Wednesday, 2 January 2013
Anglo-Indian Gallery for a Calcutta Spring by A Correspondent
Befitting a city known for its multicultural and multilingual extravaganzas , the opening of the Gallery for Anglo-Indian Heritage at Calcutta adds a new dimension to its perspective. The Gallery showcases some of the most important encounters with people of courage and compassion who had shaped the history, heritage and culture of the race.
The Anglo-Indian Spring has also arrived.

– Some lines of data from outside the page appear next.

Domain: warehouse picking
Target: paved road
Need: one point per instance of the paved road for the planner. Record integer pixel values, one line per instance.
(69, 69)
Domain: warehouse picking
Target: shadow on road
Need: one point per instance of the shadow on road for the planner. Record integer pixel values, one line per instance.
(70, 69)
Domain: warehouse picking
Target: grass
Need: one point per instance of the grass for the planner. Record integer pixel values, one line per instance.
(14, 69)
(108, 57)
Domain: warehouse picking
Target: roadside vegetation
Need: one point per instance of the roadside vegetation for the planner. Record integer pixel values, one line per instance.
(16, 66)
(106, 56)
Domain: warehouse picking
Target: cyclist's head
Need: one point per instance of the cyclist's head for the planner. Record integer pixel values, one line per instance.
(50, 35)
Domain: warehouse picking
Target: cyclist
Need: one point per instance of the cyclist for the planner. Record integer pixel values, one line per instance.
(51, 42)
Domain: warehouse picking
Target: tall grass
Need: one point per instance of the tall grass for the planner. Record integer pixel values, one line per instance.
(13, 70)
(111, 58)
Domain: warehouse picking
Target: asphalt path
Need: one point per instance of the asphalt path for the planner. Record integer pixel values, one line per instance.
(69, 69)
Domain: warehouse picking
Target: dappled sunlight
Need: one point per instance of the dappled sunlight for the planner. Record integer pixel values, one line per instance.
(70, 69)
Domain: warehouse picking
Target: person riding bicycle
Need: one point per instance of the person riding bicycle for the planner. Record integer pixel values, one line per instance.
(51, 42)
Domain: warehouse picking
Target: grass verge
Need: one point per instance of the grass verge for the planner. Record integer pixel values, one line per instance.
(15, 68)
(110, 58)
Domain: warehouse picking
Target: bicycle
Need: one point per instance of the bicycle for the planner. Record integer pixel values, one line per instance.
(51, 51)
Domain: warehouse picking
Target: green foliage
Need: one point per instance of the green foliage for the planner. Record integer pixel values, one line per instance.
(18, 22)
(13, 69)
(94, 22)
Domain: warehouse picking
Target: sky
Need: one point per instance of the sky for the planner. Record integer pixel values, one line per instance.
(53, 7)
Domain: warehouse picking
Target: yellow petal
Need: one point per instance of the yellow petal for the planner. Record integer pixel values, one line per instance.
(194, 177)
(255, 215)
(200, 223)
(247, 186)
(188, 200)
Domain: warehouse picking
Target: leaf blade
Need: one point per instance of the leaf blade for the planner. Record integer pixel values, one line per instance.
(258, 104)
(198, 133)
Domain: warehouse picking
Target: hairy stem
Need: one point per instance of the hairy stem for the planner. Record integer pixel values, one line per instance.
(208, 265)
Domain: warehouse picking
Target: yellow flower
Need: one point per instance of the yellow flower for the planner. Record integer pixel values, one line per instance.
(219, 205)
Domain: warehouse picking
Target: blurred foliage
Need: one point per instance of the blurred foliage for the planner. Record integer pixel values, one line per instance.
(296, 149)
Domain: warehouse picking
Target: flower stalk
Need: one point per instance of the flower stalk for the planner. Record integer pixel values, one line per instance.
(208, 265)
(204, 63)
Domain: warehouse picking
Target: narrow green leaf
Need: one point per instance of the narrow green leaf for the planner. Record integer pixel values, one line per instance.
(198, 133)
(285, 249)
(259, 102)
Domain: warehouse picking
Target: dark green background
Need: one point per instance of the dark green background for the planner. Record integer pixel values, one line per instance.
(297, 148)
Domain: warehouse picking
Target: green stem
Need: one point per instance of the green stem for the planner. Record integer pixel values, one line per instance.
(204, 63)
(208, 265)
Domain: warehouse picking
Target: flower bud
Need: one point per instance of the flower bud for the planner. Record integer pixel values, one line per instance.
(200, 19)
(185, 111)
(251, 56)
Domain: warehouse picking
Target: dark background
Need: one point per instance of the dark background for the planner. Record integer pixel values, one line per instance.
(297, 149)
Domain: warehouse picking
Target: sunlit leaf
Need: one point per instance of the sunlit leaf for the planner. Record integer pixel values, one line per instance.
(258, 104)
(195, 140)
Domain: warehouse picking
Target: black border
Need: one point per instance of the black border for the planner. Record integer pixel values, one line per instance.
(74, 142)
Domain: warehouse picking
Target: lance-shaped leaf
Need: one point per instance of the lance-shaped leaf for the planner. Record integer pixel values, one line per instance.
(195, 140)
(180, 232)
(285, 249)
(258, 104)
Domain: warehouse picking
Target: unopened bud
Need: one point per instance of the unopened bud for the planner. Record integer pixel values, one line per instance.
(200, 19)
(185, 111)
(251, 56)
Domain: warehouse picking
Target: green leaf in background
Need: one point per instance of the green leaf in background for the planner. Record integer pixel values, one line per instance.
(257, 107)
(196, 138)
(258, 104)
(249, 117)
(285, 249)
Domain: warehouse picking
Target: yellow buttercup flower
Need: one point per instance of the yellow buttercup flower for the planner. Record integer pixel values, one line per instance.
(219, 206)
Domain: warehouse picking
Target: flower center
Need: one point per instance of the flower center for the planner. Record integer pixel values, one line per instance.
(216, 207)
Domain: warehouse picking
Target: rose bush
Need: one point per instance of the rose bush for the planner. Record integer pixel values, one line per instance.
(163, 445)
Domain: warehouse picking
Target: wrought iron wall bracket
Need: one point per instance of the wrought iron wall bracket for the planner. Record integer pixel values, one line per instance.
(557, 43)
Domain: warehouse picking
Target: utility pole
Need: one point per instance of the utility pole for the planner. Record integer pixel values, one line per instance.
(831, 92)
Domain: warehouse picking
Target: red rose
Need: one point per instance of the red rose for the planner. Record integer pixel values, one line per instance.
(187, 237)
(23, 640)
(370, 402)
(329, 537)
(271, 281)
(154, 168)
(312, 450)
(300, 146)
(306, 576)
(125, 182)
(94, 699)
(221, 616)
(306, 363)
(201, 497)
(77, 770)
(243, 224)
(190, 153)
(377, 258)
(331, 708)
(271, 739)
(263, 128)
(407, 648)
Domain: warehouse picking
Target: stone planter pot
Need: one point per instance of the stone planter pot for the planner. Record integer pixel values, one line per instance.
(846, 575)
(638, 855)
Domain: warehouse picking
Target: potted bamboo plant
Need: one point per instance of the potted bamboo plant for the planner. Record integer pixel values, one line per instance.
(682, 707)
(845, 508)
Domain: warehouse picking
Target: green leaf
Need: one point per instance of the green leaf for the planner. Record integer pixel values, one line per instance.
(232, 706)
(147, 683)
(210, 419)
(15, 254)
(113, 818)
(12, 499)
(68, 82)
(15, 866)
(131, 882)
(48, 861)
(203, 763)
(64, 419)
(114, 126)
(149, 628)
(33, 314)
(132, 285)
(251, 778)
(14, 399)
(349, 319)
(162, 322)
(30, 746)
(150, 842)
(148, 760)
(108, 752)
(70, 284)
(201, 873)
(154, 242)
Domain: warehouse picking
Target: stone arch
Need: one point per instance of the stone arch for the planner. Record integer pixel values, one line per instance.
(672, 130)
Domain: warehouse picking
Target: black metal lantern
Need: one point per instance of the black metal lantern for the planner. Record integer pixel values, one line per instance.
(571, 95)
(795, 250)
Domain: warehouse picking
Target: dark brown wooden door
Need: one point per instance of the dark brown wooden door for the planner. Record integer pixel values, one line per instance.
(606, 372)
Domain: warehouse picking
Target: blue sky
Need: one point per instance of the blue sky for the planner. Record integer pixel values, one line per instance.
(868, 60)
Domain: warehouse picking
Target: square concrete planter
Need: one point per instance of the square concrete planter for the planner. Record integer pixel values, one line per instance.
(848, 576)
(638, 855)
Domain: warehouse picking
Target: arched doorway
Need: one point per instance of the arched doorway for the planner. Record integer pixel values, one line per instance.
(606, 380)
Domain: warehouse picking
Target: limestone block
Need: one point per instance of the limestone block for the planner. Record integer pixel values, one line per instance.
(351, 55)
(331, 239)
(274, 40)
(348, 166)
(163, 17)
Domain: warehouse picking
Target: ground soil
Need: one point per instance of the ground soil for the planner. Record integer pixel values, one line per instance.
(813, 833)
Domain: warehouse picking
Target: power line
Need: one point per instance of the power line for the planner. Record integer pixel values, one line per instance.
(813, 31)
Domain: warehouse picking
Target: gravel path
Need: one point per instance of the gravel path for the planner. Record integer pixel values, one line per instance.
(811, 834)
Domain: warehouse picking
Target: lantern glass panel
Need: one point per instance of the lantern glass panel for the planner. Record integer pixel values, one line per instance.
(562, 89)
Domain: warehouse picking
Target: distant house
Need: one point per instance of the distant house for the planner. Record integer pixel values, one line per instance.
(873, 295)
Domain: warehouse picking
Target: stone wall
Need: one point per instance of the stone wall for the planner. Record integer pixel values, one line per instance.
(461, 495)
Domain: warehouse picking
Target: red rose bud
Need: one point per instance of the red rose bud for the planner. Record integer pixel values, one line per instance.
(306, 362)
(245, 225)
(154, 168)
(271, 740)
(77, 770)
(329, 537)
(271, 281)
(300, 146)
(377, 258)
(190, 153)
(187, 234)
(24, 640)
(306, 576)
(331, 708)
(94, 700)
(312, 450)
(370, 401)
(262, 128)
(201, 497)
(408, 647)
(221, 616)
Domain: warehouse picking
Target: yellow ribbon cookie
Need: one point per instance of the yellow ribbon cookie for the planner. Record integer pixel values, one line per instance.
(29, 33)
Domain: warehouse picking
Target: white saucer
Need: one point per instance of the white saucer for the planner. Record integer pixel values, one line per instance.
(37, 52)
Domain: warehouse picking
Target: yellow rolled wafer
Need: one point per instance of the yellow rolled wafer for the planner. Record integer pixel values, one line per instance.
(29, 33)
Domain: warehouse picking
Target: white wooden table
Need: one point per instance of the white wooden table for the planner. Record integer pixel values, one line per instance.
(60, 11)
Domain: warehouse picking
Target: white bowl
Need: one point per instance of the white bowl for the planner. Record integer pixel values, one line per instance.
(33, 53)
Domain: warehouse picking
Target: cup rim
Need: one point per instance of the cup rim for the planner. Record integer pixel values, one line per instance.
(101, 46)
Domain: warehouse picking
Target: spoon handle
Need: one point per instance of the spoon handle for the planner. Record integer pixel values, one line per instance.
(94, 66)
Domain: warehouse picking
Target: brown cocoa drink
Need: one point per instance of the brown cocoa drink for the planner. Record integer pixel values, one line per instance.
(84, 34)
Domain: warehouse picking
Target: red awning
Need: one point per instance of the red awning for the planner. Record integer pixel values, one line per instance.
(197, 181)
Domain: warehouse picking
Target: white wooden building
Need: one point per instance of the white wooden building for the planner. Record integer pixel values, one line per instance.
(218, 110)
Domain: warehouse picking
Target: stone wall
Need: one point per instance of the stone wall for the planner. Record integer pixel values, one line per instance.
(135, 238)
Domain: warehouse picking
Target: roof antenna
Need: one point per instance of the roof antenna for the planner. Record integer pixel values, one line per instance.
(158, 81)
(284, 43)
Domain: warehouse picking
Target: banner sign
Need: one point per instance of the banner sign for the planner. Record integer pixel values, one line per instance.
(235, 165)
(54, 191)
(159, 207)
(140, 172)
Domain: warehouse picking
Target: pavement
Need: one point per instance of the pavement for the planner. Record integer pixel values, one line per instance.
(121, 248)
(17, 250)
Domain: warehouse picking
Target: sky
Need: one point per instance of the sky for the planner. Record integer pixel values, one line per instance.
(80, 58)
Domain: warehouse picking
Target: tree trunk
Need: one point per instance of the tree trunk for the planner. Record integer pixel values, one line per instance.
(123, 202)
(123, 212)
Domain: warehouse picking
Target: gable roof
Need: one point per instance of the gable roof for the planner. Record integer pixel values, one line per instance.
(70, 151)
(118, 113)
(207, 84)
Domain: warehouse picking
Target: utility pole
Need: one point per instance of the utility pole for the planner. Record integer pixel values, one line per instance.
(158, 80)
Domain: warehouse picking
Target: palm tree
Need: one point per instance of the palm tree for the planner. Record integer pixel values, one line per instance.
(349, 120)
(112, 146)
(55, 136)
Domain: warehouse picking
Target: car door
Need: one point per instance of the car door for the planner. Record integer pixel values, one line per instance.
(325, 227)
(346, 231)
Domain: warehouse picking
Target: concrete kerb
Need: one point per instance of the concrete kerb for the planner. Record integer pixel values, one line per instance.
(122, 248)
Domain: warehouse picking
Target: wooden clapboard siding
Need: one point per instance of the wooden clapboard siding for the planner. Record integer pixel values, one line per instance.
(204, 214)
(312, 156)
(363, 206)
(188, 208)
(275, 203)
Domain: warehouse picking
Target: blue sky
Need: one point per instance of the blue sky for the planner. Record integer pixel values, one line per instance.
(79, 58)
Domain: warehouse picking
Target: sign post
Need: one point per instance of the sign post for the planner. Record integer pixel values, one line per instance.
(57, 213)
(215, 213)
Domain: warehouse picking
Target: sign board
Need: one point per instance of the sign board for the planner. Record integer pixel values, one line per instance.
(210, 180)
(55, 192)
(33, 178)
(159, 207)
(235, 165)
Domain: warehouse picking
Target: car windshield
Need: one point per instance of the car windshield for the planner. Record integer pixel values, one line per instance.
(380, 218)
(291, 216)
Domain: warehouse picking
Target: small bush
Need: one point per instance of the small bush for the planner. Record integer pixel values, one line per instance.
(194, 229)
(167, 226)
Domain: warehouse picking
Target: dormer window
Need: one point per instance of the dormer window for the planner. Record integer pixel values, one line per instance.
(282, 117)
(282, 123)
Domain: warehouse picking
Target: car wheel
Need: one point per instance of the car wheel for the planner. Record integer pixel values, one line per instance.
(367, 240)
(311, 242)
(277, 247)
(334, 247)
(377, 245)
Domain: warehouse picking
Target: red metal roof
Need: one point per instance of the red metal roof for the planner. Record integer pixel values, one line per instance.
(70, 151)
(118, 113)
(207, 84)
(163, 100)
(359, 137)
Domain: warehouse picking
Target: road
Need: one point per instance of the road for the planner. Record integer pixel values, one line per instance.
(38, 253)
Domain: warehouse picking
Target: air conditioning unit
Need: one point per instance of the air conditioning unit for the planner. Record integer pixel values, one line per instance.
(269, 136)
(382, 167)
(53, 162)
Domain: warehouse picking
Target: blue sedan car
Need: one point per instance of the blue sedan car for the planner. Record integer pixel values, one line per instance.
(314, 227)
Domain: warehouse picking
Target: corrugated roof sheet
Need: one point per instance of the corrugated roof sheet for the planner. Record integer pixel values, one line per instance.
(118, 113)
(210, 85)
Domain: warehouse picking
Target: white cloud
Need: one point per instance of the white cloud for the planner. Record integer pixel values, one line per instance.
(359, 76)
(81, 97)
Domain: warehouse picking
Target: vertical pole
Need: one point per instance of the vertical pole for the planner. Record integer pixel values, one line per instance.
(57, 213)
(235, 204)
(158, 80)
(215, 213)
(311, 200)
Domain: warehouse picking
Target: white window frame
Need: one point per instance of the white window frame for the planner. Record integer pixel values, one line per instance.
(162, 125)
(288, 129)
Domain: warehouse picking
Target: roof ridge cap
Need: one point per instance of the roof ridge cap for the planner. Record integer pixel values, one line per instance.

The Ninth International Anglo-Indian Reunion is being held (6th –12th. January 2013) at Calcutta. On Park Street , a week long street celebration had colourful food stalls dotted along the pavements, some with Anglo-Indian cuisine in between the food delights of other communities. On the 31st December 2012, Anglo-Indians poured into the dance halls across the metropolis : Dalhousie Institute, the Rangers Club and the Grail Club were packed to the hilt on New Year's Eve.
Add to the good of all this, comes the timely introduction of the Anglo-Indian Gallery ,founded and directed by Melvyn Brown at 3 Elliott Road, Calcutta 700016. Books on the history and heritage takes a stand among the popular films made on the race in English and Hindi. It is also a first to observe the display if tapes on “Anglo-Indian Oral History” – voices from the past recalling many a historic moment. Magazines and newspapers with articles on the community are displayed.
Today, Anglo-Indian men and women are playing a dramatic role in the Anglo-Indian Spring. They are contributing much to their peoples pride of place in a nation where their mother- tongue is English. Once again they can galvanize, as before, in the fields of sport, education, armed forces and the fine arts. Despite the odds they face the Anglo-Indian Spring is refresh-ing to come by. Today’s youth are in centre-stage to confront any distraction or economic challenge.
The B.B.C. in London has a special corner in their library with Anglo-Indian books and literature. In a recent series called, “Who do you think you are” one of the personalities who thought he was a Scotsman turned out to be Anglo-Indian : he was Alistair McGowan, a British actor and comedian. He now belongs in the Anglo-Indian tapestry.